How Not to find Good Books
They say not to judge a book by its cover. But if we’re literally talking about books, what are the better options? This is a question that has tortured me forever, and for which I have no good answer. I’ve tried many options, yet somehow I still end up spending my very limited reading time on far too many books I regret reading. I recognize that many of these books do appeal to many people. But shouldn’t there be some signal I can use to work out if a book’s liable to appeal to me specifically?
Maybe so, but I haven’t found it yet. Here are a few straw men that are easy to knock down.

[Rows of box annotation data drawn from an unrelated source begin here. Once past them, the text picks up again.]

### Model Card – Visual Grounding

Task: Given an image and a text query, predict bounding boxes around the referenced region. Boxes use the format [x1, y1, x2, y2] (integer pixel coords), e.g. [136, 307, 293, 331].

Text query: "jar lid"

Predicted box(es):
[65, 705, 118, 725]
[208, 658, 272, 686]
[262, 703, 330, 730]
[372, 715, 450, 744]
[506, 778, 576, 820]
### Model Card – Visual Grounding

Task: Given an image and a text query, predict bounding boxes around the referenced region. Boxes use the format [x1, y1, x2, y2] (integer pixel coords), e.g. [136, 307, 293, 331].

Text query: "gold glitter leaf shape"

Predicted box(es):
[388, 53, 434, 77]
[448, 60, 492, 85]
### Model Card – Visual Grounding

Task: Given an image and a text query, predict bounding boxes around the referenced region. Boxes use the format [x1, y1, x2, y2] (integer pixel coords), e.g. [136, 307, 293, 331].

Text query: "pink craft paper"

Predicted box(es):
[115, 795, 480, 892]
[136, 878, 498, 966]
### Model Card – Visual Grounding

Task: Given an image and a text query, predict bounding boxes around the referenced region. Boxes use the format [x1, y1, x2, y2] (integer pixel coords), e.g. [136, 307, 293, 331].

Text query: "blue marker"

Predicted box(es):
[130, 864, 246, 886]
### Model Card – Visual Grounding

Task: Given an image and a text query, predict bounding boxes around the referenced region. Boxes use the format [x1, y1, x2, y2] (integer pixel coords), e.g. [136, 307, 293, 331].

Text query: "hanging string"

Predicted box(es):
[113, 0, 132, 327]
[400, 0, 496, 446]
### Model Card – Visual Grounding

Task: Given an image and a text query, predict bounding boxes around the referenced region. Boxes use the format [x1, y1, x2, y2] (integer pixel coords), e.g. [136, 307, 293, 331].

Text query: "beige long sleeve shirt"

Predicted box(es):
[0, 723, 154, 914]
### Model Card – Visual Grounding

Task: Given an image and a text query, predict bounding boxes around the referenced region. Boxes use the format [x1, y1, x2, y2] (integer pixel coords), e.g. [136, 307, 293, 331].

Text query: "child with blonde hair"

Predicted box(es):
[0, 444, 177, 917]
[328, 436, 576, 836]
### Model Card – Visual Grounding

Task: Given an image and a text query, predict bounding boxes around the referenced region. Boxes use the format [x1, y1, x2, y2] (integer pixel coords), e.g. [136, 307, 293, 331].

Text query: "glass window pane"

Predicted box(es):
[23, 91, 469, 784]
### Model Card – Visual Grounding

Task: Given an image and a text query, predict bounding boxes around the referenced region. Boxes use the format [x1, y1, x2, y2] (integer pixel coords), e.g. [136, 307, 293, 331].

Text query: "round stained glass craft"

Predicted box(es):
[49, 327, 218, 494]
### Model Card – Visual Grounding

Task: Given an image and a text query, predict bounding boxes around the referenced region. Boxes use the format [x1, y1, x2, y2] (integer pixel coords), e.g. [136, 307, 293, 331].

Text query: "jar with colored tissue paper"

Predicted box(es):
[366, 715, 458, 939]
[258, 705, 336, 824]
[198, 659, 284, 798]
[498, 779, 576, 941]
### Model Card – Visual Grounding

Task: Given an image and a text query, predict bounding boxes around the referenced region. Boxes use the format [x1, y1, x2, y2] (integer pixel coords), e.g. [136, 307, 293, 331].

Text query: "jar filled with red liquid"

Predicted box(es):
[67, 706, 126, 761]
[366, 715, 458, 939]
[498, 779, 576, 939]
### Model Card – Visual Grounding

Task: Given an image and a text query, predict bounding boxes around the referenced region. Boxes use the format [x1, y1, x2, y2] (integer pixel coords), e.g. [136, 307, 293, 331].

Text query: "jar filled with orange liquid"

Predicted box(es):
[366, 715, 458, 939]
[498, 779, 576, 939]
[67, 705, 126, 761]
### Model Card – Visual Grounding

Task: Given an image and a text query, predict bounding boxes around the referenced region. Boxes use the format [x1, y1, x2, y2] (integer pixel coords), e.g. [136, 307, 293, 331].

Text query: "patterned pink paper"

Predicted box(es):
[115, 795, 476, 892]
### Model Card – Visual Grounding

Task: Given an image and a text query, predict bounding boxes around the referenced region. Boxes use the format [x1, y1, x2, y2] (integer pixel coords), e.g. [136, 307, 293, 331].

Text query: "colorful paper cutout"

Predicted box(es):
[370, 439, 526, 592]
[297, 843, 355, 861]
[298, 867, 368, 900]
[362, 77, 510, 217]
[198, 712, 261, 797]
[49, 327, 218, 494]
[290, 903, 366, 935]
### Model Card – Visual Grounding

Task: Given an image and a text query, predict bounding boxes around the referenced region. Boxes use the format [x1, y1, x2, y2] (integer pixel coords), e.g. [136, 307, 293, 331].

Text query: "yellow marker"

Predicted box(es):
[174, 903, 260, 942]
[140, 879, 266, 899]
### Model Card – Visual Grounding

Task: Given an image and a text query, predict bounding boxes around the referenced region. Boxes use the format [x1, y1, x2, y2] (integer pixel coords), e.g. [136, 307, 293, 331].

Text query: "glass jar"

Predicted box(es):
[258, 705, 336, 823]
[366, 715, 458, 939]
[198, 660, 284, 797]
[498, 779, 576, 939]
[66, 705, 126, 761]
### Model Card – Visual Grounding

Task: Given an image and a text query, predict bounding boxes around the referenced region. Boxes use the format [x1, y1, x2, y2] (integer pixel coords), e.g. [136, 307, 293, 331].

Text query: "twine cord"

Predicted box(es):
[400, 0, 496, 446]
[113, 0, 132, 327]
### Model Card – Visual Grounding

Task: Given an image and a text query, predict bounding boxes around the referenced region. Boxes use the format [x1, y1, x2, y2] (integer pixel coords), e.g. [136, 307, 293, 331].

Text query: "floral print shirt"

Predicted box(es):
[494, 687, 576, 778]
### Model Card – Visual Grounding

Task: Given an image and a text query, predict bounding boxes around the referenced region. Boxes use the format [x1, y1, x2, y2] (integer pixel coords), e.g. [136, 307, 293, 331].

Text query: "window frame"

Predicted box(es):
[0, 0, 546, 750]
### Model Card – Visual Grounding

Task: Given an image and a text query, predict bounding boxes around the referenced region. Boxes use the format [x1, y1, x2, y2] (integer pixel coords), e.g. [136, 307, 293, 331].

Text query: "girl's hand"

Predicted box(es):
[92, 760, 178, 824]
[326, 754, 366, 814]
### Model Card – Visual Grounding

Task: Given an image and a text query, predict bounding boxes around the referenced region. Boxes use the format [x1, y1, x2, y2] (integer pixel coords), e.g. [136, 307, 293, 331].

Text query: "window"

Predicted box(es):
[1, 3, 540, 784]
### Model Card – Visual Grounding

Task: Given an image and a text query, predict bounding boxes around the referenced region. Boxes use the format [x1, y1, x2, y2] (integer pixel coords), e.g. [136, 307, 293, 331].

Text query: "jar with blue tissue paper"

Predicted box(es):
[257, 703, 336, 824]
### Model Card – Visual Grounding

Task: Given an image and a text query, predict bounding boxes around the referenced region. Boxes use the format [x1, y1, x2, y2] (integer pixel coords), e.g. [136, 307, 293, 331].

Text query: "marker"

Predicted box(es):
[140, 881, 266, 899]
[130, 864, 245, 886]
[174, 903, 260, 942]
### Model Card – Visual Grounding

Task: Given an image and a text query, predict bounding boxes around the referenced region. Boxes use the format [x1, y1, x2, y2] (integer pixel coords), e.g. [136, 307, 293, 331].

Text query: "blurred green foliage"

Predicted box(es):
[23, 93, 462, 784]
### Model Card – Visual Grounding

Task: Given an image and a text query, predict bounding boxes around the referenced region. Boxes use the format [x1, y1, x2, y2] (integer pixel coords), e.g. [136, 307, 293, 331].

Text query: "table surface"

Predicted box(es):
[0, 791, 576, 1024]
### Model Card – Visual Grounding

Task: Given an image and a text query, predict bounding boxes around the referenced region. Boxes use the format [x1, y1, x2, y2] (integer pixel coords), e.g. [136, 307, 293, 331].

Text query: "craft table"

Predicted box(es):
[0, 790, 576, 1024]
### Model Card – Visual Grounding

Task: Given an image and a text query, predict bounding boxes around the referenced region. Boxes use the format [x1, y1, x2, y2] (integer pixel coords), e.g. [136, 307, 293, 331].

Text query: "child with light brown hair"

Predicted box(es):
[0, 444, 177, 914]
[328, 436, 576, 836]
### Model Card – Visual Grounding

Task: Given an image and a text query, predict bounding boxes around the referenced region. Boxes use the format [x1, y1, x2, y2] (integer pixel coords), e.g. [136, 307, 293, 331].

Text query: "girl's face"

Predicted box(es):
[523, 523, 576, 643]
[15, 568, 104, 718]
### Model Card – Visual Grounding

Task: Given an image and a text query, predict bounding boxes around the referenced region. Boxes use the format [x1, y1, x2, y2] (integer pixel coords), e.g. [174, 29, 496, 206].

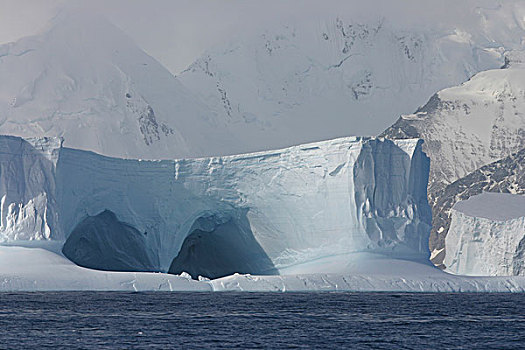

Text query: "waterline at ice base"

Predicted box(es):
[0, 136, 525, 292]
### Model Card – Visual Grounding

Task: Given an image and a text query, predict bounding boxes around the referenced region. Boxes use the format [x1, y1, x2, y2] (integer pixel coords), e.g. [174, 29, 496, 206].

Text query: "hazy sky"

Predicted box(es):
[0, 0, 504, 74]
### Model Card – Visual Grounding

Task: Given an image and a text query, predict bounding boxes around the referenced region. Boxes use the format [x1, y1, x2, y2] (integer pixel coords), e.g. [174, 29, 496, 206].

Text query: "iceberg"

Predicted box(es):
[444, 192, 525, 276]
[0, 136, 525, 292]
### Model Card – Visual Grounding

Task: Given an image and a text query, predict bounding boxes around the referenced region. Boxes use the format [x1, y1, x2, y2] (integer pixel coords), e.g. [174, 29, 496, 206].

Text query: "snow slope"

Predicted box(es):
[0, 246, 525, 292]
[0, 10, 242, 159]
[178, 1, 525, 147]
[443, 193, 525, 276]
[383, 52, 525, 193]
[430, 148, 525, 265]
[0, 136, 431, 276]
[0, 2, 524, 159]
[382, 51, 525, 264]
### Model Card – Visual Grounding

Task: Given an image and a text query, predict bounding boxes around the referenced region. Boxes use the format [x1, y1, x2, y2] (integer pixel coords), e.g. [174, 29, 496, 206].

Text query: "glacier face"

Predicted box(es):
[443, 193, 525, 276]
[0, 137, 431, 276]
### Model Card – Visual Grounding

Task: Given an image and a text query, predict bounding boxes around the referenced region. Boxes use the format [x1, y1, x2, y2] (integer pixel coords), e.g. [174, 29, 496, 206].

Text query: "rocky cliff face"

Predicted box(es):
[382, 52, 525, 264]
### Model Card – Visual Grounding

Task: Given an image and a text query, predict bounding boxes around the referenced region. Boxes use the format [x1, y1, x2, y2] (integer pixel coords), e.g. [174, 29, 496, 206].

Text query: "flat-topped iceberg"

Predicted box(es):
[0, 136, 525, 291]
[444, 192, 525, 276]
[0, 136, 431, 278]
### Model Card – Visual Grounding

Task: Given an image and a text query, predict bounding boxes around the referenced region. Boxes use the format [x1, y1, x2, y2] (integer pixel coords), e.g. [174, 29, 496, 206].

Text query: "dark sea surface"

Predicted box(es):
[0, 292, 525, 349]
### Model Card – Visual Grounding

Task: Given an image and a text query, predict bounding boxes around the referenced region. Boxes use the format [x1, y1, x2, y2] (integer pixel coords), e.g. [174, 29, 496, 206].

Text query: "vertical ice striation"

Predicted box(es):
[443, 193, 525, 276]
[0, 136, 62, 242]
[0, 137, 431, 276]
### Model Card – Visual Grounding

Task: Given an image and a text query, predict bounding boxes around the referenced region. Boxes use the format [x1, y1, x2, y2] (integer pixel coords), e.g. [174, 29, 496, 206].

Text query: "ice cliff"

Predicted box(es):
[443, 193, 525, 276]
[0, 136, 431, 277]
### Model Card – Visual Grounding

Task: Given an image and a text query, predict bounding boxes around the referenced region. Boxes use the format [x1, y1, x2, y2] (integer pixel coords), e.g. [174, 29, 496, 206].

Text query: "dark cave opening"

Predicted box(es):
[169, 215, 278, 279]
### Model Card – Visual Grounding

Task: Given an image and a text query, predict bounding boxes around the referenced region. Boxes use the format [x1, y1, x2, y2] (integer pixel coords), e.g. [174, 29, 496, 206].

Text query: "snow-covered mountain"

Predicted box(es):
[382, 51, 525, 193]
[178, 3, 525, 147]
[0, 2, 524, 159]
[382, 51, 525, 264]
[0, 10, 245, 159]
[429, 148, 525, 267]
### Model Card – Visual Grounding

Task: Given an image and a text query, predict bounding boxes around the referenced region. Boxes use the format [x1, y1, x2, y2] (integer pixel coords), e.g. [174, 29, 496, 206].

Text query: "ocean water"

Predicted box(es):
[0, 292, 525, 349]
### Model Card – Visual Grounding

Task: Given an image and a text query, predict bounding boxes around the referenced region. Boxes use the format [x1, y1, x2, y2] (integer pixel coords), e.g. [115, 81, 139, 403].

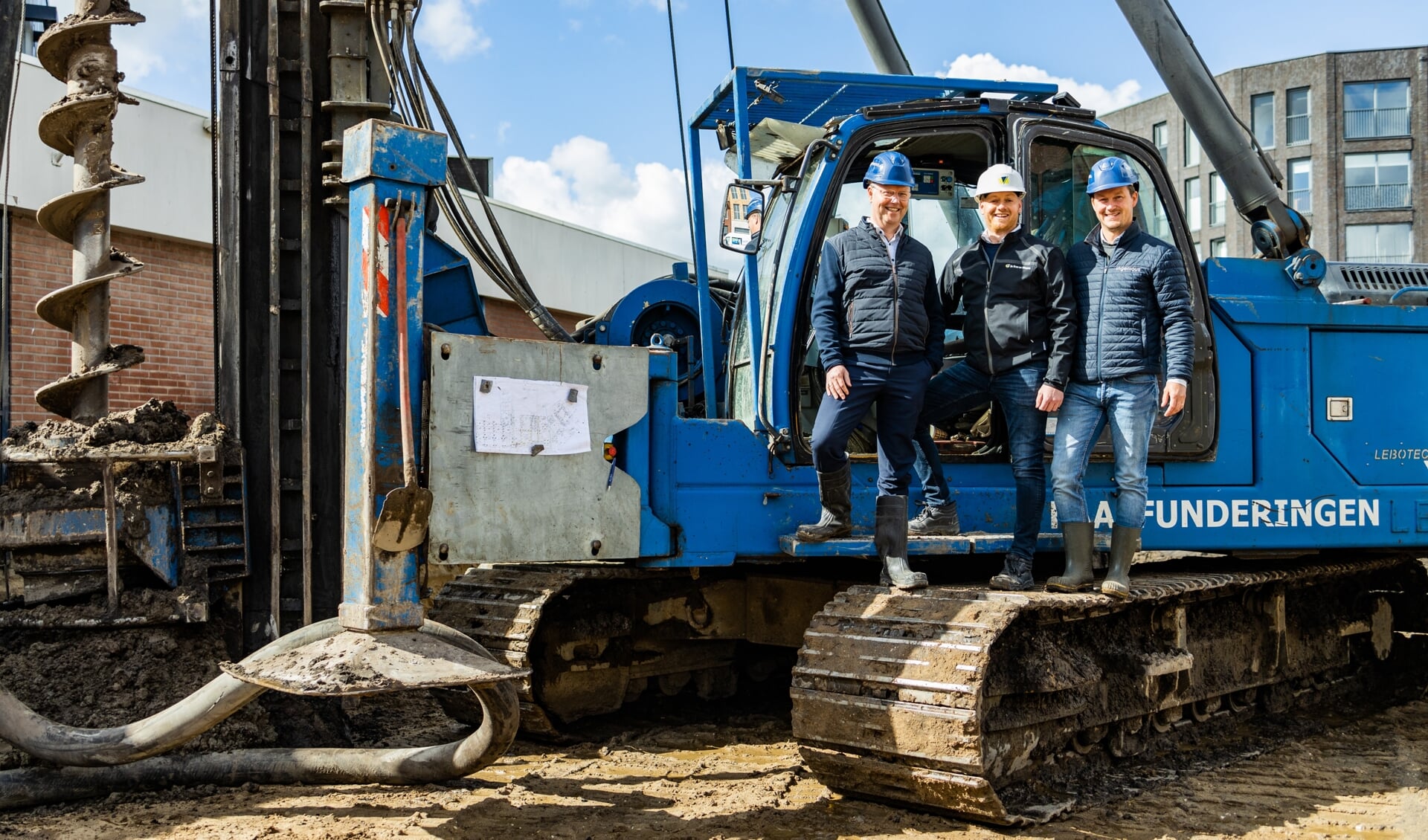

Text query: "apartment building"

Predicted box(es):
[1101, 45, 1428, 262]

Read the first few pages, or skim a bit. I do like this option, because it’s easy. But some of the best books I’ve ever read start very, very slow. Many books have good hooks but go nowhere. Skimming has never told me anything much more helpful than whether or not the book is more exposition or dialogue.
Professional reviewers? I’ve made this mistake far too many times. Well known book reviewers in widely read publications tend to overflow with praise for terrible books. I’ve come to the conclusion that it can’t possibly have anything to do with what’s between the covers.
Online reviews? Online reviews are notoriously unreliable, although if a book has enough reviews, you can sometimes read between the lines a bit to work out which kinds of people felt which way about it. Still, it’s led me astray too many times.
Friends? I have few if any friends who admit to reading books, only one I occasionally discuss books with, and none who can produce well-informed advice about what I might like. I enjoy reading as a solitary activity, not a social one, so this isn’t likely to change, although it’s always remotely possible some new friend I haven’t met yet will turn out to have similar reading preferences.
Recommendation systems (e.g., what Amazon thinks you’ll like, based on your previous ratings)? Notwithstanding all the hand-waving I see about this, recommendation systems for books (and movies) are still terrible. When they recommend books (or movies) that they don’t know I’ve read or not, they’re mostly things I didn’t like.
Actually, yes, go by the cover. Blurbs are mostly useless, but the synopsis tells you something, and the cover itself probably has some clues about who the publisher thought the book would appeal to. Not a great option, but is it really any worse than the rest?
Books by authors you’ve enjoyed in the past. Sure, this can work out well. But you wouldn’t be in this predicament if you hadn’t already more or less exhausted that supply, or if you weren’t looking for find something new.
Am I missing something? I don’t have a good solution, other than doing the best I can with these noisy bits of information, and being prepared to drop them frequently.
The situation is possibly a little better for movies. I feel like with movies, there are far more cues about what kind of movie you’re getting yourself into. Maybe because movies are more stereotyped somehow? Because it’s much easier to get a sense of a movie from a few clips? Or possibly just because the relative popularity of movies means there are many more options for getting opinions of all kinds.